Monsieur Bernard Selembi Doudou, l'auteur de l'article. Photo d'archive.
Monsieur Bernard Selembi Doudou, l’auteur de l’article. Photo d’archive.

CENTRAFRIQUE : LES ENJEUX POLITIQUES ET MILITAIRES DU DIALOGUE DE LA DERNIÈRE CHANCE. 

 

 

Bangui (CNC) – Après de multiples dialogues d’initiatives locales et religieuses, l’Union Africaine sous l’impulsion de la communauté internationale a organisé à partir du 24 janvier 2019 dans la capitale soudanaise un énième dialogue inter-centrafricain en vue de rapprocher les prétentions des groupes armés non conventionnels à celles du pouvoir.

 

Il faut rappeler au passage qu’il y’a déjà en moyenne sept (7) accords de paix signés sans comprendre les motivations réelles des groupes armés ni la cessation des hostilités militaires sur le terrain. Ce pourparler qualifié par la presse locale, africaine et internationale de la dernière chance est l’occasion idéale de poser le véritable diagnostic de la crise centrafricaine.

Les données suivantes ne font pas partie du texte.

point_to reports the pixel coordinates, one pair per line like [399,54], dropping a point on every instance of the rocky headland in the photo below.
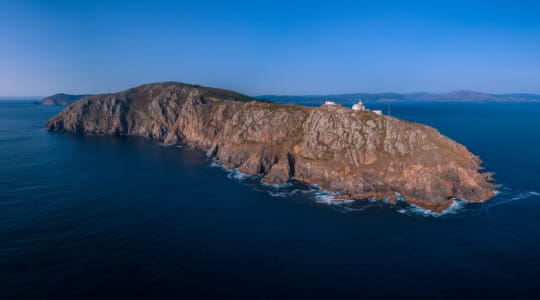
[61,99]
[357,153]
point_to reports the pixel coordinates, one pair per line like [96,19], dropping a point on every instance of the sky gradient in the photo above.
[275,47]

L’injustice sociale, la corruption, la mal gouvernance et la dilapidation systématique des maigres ressources de l’Etat justifieraient l’enlisement de la crise. Ces échanges tant attendus sont animés par le souci primordial d’abréger la souffrance d’un peuple meurtri, de ramener la paix en cessant les violences, d’étendre l’autorité de l’Etat sur l’étendue du territoire national et enfin de relancer l’économie en vue d’un développement sain, prospère et durable.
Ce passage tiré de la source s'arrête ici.